I would recommend trying:
CAMERA_INDEX = int(os.getenv("CAMERA_INDEX", 0))
CAMERA_WIDTH = 640
CAMERA_HEIGHT = 480
video_capture = cv2.VideoCapture(CAMERA_INDEX)
font = cv2.FONT_HERSHEY_SIMPLEX
start = time.time()
import threading
class Operator:
def __init__(self) -> None:
self.frame = None
self.stop_thread = False
self.video_thread = None
def capture_video(self, event, send_output):
start = time.time()
while not self.stop_thread and time.time() - start < 50:
ret, frame = video_capture.read()
if not ret:
frame = np.zeros((CAMERA_HEIGHT, CAMERA_WIDTH, 3), dtype=np.uint8)
cv2.putText(
frame,
"No Webcam was found at index %d" % (CAMERA_INDEX),
(int(30), int(30)),
font,
0.75,
(255, 255, 255),
2,
1,
)
self.frame = frame
# Wait next dora_input
event_type = event["type"]
if event_type == "INPUT":
if self.frame is not None:
try:
send_output(
"image",
cv2.imencode(".jpg", self.frame)[1].tobytes(),
event["metadata"],
)
except Exception as e:
print(f"Failed to send output: {e}")
elif event_type == "STOP":
self.stop_thread = True
break
else:
print("received unexpected event:", event_type)
break
video_capture.release()
def on_event(
self,
event,
send_output,
) -> DoraStatus:
# Start video capture in a separate thread if not already running
if self.video_thread is None or not self.video_thread.is_alive():
self.video_thread = threading.Thread(target=self.capture_video, args=(event, send_output))
self.video_thread.start()
return DoraStatus.CONTINUE # Continue processing events
op = Op()
while True:
op.on_event({"type": "INPUT"}, print)
This run without dora, and is equal to the overhead of the threading mecanism
Thanks.

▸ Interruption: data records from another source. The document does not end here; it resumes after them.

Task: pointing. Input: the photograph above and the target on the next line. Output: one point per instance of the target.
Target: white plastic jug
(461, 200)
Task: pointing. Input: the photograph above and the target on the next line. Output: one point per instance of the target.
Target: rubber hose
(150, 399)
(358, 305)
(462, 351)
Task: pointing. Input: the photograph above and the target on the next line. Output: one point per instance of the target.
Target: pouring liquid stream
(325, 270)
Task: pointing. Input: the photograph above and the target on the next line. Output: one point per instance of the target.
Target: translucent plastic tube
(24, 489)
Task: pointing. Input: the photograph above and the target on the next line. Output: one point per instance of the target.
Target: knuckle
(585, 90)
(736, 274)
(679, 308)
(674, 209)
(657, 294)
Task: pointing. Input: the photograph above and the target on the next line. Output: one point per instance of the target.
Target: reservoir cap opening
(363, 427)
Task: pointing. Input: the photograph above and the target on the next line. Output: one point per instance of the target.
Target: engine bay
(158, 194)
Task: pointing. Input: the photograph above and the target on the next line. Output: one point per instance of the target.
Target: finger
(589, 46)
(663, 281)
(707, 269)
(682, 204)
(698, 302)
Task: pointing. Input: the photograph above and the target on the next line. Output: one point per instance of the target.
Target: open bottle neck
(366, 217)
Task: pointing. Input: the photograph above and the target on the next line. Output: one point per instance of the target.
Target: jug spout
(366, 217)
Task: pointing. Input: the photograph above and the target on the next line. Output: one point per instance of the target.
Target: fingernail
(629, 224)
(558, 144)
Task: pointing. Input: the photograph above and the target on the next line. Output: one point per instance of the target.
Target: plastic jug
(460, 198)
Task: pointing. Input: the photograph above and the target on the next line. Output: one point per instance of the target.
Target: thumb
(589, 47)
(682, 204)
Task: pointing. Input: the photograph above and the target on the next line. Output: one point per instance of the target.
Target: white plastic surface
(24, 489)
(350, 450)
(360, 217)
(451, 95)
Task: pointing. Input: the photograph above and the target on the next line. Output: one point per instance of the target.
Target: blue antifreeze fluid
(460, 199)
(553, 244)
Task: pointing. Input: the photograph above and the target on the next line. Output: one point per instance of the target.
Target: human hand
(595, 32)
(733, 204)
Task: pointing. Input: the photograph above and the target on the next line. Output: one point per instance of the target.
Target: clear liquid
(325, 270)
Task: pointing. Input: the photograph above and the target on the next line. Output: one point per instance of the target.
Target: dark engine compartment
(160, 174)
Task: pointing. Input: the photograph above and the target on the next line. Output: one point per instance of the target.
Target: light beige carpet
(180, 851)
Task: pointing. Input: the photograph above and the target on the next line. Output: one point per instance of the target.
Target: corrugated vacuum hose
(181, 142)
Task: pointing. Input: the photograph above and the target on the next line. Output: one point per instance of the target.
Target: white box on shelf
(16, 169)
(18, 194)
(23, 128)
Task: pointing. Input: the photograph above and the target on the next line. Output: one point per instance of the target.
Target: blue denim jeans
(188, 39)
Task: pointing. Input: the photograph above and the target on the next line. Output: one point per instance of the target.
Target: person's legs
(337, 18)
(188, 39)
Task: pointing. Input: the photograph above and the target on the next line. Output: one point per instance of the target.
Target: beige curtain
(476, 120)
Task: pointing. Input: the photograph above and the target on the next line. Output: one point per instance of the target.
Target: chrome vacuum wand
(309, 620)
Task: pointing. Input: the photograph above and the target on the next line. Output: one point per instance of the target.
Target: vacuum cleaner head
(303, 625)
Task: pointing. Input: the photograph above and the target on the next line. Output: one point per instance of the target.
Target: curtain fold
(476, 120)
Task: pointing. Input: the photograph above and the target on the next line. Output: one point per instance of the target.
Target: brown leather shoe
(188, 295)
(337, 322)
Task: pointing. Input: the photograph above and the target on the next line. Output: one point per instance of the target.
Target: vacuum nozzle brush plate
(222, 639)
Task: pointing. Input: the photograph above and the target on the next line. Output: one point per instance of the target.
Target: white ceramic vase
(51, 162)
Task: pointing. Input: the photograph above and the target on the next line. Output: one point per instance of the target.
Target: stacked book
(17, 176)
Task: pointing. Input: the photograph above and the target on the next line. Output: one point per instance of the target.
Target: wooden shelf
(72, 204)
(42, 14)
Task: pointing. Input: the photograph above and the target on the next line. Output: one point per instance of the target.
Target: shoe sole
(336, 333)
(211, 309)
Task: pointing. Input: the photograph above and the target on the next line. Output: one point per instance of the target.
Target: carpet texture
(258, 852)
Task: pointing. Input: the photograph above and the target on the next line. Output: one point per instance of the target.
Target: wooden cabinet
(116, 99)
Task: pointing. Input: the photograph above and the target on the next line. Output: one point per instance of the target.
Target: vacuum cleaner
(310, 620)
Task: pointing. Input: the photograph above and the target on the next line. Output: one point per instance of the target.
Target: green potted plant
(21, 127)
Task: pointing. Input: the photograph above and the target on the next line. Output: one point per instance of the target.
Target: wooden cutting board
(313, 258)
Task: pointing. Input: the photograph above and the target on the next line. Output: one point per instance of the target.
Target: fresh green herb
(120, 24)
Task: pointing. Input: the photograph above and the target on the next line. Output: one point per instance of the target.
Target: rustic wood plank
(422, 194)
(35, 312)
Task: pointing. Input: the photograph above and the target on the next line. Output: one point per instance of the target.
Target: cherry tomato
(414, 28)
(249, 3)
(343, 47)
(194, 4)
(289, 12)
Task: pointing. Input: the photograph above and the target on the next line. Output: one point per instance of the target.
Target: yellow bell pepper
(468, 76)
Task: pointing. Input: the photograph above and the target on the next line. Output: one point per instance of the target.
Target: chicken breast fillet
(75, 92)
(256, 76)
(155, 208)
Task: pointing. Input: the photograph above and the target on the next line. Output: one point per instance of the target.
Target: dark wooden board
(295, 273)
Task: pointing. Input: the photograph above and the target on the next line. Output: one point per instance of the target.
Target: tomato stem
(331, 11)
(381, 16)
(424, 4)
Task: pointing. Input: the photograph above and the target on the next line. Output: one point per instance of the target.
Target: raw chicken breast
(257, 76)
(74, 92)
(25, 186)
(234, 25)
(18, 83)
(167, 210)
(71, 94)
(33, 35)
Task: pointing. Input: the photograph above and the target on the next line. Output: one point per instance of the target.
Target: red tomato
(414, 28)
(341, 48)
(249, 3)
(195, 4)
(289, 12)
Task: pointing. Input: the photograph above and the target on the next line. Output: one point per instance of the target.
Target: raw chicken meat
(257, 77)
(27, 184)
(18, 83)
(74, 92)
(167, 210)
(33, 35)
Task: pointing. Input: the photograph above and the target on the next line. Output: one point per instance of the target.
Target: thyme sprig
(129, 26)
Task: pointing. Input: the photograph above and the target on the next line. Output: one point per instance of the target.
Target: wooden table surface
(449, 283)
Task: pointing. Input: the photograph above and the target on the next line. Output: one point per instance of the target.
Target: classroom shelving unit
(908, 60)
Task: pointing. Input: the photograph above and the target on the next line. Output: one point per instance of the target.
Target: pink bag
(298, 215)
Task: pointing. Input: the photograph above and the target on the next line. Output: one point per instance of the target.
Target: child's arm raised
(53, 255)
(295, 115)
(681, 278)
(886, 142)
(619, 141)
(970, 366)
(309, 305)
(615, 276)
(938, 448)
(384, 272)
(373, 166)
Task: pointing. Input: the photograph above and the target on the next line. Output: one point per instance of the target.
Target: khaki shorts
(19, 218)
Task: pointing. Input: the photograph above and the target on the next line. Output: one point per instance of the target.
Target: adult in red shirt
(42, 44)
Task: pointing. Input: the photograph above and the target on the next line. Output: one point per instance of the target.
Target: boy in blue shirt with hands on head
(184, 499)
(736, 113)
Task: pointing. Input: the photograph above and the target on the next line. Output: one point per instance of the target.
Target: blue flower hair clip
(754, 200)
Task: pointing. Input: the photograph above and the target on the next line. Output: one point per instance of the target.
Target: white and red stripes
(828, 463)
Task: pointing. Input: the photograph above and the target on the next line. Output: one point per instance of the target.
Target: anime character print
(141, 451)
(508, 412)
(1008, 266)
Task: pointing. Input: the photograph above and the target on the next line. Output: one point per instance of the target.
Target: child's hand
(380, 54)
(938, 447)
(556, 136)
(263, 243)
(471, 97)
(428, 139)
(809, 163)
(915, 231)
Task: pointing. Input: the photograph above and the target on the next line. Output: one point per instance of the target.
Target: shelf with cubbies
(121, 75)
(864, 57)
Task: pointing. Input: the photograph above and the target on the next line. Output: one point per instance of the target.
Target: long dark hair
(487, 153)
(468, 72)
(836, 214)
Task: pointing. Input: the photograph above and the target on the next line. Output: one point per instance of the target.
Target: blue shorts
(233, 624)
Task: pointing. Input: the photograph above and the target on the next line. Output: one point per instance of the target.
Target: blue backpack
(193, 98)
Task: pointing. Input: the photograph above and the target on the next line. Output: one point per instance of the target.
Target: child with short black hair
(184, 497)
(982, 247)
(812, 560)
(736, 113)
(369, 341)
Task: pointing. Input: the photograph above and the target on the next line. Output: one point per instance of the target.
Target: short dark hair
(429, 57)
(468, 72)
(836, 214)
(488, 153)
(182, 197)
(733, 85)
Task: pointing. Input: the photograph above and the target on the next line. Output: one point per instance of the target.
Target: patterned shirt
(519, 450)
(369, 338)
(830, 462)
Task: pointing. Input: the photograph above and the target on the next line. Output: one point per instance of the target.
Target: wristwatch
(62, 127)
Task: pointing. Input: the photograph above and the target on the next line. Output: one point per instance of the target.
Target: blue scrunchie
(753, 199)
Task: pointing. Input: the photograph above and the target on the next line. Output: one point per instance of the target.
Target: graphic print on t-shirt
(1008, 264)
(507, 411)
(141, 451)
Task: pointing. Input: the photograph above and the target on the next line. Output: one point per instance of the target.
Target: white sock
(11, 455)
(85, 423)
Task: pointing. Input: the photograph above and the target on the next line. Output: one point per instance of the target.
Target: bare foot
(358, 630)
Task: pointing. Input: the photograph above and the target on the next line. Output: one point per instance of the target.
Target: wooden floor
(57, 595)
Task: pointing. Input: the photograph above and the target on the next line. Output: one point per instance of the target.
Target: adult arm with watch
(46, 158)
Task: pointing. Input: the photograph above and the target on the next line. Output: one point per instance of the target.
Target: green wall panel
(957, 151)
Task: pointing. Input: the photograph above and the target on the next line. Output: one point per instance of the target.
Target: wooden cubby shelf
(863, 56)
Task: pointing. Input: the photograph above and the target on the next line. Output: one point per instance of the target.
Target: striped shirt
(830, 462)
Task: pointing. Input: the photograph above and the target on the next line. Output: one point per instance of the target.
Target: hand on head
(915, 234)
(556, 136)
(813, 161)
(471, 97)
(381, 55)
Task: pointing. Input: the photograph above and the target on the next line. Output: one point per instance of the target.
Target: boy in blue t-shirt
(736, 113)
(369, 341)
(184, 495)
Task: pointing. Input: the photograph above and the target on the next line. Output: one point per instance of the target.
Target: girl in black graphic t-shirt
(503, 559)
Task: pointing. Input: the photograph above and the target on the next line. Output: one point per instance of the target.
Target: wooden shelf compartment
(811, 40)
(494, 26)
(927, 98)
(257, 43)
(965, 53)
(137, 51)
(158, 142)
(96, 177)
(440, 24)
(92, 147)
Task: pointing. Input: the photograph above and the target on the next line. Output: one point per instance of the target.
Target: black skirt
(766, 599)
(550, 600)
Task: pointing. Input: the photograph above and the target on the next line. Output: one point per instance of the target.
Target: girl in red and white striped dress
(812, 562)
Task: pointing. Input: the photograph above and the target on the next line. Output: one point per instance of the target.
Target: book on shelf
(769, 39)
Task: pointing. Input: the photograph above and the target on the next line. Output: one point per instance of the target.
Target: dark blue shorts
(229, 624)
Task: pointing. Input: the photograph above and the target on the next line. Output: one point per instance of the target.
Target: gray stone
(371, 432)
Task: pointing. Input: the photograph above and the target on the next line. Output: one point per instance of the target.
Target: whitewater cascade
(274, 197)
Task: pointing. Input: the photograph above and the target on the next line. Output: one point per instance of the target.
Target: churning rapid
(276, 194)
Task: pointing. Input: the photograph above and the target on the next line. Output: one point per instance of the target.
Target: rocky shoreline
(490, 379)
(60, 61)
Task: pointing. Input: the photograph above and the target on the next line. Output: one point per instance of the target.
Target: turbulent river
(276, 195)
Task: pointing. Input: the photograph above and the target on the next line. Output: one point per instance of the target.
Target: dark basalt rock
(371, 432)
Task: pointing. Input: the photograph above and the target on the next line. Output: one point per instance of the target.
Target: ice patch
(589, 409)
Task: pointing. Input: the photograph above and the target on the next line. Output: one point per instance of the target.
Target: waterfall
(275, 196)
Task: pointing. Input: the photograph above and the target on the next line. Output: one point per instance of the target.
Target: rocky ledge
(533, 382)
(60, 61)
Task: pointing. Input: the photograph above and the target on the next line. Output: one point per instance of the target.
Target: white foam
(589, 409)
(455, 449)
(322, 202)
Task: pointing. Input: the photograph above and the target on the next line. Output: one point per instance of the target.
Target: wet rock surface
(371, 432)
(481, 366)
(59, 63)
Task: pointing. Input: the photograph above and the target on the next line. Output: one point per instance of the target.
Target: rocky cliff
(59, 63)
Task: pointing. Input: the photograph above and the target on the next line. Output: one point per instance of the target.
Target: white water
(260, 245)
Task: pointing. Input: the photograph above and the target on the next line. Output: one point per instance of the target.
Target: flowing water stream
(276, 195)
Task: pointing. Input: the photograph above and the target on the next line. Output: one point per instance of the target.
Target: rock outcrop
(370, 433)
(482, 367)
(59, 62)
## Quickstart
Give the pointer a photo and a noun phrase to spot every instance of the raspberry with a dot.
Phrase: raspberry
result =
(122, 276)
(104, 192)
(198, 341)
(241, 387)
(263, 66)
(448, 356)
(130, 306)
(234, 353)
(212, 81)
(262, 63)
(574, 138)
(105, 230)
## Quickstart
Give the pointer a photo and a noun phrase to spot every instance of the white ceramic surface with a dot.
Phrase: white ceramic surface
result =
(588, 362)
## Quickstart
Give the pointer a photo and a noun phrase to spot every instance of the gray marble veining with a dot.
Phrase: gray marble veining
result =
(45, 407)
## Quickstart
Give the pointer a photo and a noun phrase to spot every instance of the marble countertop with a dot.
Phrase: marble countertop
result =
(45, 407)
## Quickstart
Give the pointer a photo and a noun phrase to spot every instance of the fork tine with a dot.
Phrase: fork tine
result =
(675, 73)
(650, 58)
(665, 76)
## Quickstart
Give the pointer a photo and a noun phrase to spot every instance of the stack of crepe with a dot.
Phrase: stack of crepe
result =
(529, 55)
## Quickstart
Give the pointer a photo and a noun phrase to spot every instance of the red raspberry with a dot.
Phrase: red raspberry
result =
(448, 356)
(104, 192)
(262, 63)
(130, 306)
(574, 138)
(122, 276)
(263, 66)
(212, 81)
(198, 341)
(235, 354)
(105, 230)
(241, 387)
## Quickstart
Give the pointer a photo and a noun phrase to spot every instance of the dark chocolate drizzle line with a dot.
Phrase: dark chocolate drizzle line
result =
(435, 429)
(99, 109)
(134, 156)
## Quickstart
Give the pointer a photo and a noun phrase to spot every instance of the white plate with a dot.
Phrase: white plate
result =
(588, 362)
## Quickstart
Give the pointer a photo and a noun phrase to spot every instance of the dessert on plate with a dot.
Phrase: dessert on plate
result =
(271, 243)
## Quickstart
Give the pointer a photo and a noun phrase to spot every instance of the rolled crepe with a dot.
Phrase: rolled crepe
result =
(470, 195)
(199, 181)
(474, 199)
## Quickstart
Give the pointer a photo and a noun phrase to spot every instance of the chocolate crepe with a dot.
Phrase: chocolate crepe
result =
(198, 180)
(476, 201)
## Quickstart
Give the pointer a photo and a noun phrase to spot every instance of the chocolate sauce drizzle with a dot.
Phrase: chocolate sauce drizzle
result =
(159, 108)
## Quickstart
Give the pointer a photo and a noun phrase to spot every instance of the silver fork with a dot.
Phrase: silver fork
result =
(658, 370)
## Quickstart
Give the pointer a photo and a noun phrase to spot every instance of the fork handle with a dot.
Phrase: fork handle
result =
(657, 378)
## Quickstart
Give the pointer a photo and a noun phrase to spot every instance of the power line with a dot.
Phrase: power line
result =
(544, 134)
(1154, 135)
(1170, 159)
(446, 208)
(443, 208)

The above thread code started ok after i reboot PC. I am trying to explore the ROS Multi-Threaded Executor scenario usage in DORA. Some third party existing module are provided as it is and needed to be as threaded env with multiple callbacks (=callbackgroup in ROS). Anyway this is not a high priority. If needed threading model in dora customer can still achieve with the python native thread but with own risk.